When somebody tries to read this section of code, all sorts of hard-to-answer questions arise. Why are runway and taxiway lights apparently not included in the category of ground lights? How did the number 0 (as opposed to 5 or 137) come to be associated with VASI lights? Are runways 1 and taxiways 2, or vice versa? What about approach lights? Are they missing entirely, or are they included in one of the six categories mentioned here? Why are we checking the visibility? What is the policy regarding visibility? Why are we implementing high-level policy in a low-level library routine anyway? Is this a check against flight visibility, or against ground visibility, or something else entirely?
A subset of these questions can be answered with the help of the comments. Based on the comments, it appears that the numbers 1 and 2 are associated with runways and taxiways. This comment is crucial, because it allows us to search the file. Trying grep -i runway.*light doesn’t help. Trying grep -i taxiway.*light doesn’t help, either. But grep -i taxi.*light hits paydirt; it finds the place where successive children of the lightSwitch object are associated with various types of lights.

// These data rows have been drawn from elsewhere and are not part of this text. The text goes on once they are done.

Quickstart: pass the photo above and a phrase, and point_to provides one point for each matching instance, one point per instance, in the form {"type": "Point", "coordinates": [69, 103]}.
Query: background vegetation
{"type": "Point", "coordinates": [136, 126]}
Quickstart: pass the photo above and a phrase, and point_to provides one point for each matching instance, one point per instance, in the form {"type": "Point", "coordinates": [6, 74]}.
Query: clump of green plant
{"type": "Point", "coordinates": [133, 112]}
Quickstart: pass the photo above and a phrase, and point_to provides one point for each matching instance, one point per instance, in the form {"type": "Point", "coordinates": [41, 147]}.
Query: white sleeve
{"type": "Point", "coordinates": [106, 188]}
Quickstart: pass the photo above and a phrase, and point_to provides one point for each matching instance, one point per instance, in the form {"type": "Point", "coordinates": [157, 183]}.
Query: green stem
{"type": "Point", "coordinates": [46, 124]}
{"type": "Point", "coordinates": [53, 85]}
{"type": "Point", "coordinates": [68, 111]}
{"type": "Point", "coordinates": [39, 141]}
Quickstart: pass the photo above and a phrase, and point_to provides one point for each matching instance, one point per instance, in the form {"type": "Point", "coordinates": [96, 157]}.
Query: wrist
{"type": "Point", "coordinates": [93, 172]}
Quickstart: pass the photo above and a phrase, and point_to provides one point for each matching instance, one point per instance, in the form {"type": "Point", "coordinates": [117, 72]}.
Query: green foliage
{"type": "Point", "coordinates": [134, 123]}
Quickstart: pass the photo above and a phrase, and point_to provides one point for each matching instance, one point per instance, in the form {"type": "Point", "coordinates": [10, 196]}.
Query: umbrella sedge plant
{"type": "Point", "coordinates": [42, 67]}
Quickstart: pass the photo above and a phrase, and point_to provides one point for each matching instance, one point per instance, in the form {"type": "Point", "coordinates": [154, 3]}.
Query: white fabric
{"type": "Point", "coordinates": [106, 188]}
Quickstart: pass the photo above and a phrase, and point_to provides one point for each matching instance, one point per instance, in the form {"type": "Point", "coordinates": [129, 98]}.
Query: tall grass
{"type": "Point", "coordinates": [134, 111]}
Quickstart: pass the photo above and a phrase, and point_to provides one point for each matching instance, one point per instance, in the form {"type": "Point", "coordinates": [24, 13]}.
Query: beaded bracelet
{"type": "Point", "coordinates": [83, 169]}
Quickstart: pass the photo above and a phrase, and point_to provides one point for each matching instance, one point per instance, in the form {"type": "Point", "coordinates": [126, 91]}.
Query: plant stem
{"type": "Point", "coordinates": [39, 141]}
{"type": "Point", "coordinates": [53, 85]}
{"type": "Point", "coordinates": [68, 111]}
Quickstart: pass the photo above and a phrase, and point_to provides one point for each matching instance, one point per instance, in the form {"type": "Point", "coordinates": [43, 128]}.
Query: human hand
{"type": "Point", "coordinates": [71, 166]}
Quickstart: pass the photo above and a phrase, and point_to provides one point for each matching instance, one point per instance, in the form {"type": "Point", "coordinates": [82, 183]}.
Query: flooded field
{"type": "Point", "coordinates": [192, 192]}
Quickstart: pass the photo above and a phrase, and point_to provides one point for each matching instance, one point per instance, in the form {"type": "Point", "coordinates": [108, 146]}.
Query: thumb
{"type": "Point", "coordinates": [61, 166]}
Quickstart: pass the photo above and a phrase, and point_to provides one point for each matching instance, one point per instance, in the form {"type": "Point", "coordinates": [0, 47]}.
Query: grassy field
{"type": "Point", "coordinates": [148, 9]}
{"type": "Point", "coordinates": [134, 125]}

This is a good-news bad-news story:
| The comments are few and shallow. | The comments are helpful; without them the code in this example would be considered really, really terrible. |
| The comments merely describe the mechanics of the code. Such comments are usually unhelpful, as discussed in item 1 | In this case the code is so weak that commenting on the mechanics actually adds information. |
| We still lack any comments on the higher-level strategy and intent. Commenting on the mechanics cannot take the place of commenting on strategy and intent. |
This code, as it stands, would irritate the reviewer during a code review. Code is easier to review if each passage, by itself, can be seen to be manifestly correct. In this case, the reviewer would have to do a lot of work to make sure that the magic numbers were being used correctly.
By the same token, this code would tricky to modify. A programmer who disturbed the order in which the children were added to the lightSwitch object would cause bugs in places far from the site of the disturbance.

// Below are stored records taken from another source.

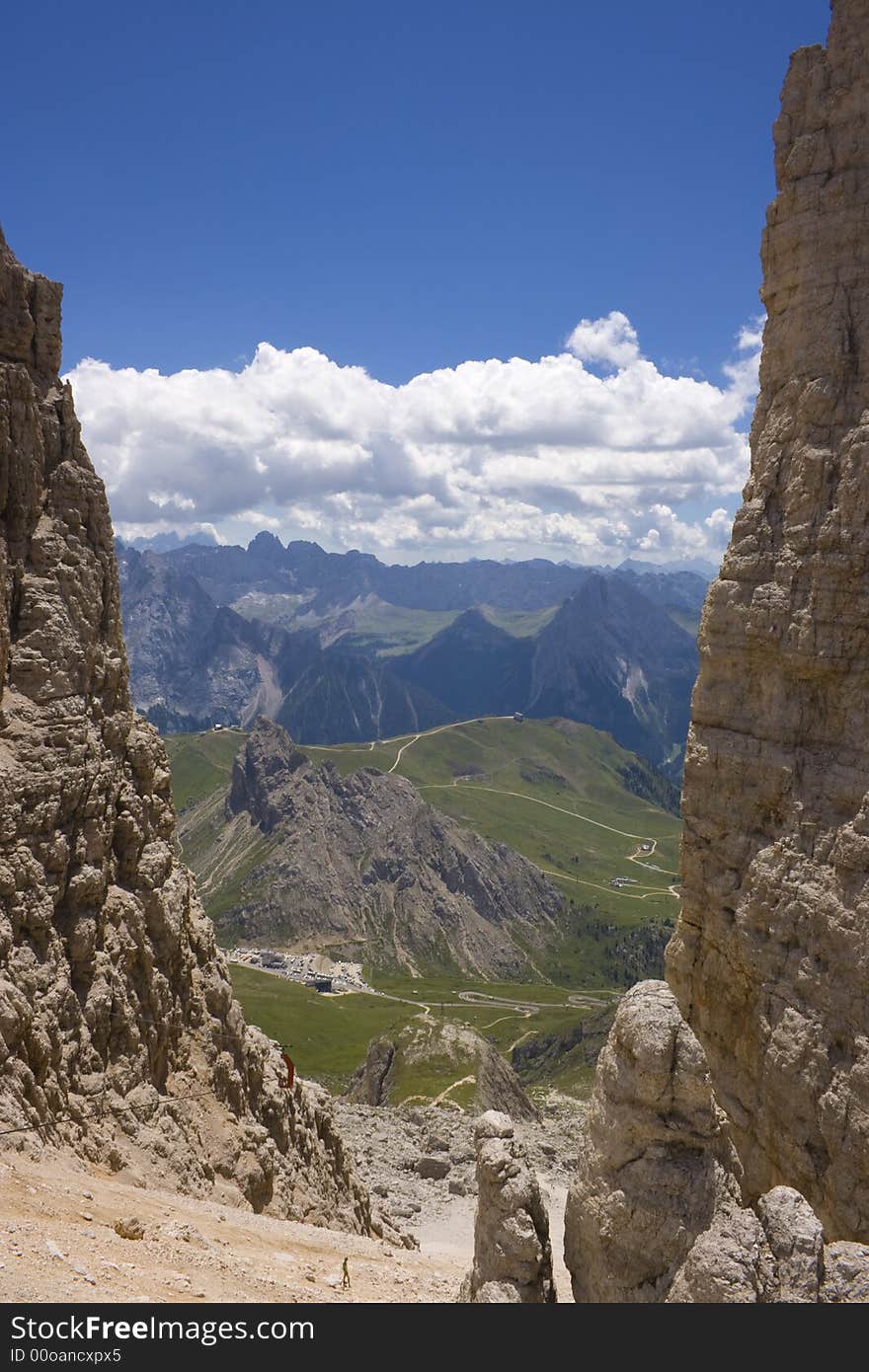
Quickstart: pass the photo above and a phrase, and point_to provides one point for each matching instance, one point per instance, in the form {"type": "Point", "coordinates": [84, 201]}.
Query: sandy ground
{"type": "Point", "coordinates": [58, 1244]}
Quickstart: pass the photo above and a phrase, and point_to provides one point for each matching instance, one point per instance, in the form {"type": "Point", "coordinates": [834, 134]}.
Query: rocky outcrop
{"type": "Point", "coordinates": [359, 866]}
{"type": "Point", "coordinates": [371, 1082]}
{"type": "Point", "coordinates": [655, 1165]}
{"type": "Point", "coordinates": [118, 1033]}
{"type": "Point", "coordinates": [770, 957]}
{"type": "Point", "coordinates": [655, 1210]}
{"type": "Point", "coordinates": [513, 1257]}
{"type": "Point", "coordinates": [465, 1068]}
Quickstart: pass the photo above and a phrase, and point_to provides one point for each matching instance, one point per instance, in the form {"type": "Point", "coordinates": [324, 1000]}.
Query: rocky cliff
{"type": "Point", "coordinates": [361, 866]}
{"type": "Point", "coordinates": [770, 957]}
{"type": "Point", "coordinates": [118, 1033]}
{"type": "Point", "coordinates": [727, 1154]}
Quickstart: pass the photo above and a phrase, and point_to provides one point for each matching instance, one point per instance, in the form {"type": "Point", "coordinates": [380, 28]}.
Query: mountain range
{"type": "Point", "coordinates": [341, 648]}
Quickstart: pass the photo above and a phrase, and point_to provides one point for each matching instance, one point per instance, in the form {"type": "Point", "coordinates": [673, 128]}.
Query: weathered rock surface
{"type": "Point", "coordinates": [118, 1033]}
{"type": "Point", "coordinates": [482, 1080]}
{"type": "Point", "coordinates": [361, 866]}
{"type": "Point", "coordinates": [513, 1257]}
{"type": "Point", "coordinates": [655, 1212]}
{"type": "Point", "coordinates": [770, 957]}
{"type": "Point", "coordinates": [655, 1165]}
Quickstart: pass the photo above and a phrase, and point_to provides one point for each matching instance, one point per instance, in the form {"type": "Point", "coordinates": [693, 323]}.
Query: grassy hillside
{"type": "Point", "coordinates": [563, 795]}
{"type": "Point", "coordinates": [327, 1036]}
{"type": "Point", "coordinates": [558, 792]}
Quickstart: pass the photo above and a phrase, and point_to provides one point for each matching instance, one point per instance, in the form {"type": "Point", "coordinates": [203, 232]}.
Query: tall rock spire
{"type": "Point", "coordinates": [770, 956]}
{"type": "Point", "coordinates": [118, 1033]}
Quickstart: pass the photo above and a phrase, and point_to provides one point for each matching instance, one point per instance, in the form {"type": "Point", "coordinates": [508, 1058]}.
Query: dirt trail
{"type": "Point", "coordinates": [58, 1244]}
{"type": "Point", "coordinates": [428, 732]}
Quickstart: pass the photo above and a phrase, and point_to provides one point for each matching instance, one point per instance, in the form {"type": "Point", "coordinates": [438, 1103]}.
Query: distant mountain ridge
{"type": "Point", "coordinates": [361, 866]}
{"type": "Point", "coordinates": [341, 647]}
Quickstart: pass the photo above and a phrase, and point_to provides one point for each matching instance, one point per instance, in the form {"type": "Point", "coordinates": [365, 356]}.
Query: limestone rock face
{"type": "Point", "coordinates": [655, 1167]}
{"type": "Point", "coordinates": [770, 957]}
{"type": "Point", "coordinates": [118, 1031]}
{"type": "Point", "coordinates": [513, 1256]}
{"type": "Point", "coordinates": [655, 1212]}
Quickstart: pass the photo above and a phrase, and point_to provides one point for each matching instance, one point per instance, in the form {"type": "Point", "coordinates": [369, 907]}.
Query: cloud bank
{"type": "Point", "coordinates": [591, 454]}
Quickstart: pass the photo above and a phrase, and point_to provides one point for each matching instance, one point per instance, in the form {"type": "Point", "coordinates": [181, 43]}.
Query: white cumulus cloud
{"type": "Point", "coordinates": [493, 457]}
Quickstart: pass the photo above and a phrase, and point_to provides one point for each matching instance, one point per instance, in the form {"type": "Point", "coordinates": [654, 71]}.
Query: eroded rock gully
{"type": "Point", "coordinates": [118, 1031]}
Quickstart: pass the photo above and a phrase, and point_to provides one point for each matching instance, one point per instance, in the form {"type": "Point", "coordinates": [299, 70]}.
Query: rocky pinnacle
{"type": "Point", "coordinates": [119, 1037]}
{"type": "Point", "coordinates": [770, 957]}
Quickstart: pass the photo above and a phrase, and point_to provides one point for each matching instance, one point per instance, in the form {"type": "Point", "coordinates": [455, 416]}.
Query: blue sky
{"type": "Point", "coordinates": [401, 187]}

Many of these questions and problems would go away if the unnamed numerical constants were replaced with named constants, such as TAXI_CHILD(0), RWY_CHILD(1), TAXI_CHILD(2), et cetera. Using an enum{} would make this even simpler and better. Then in every (!) place where the code indexes into the lightSwitch object, these names should be used. This includes (!) the place where the children are initially added to the object. This would instantly eradicate a wide class of bugs, and would make other bugs much easier to debug. Note that grepping for every occurrence of RWY_CHILD is likely to be much more rewarding than grepping for every occurrence of 1.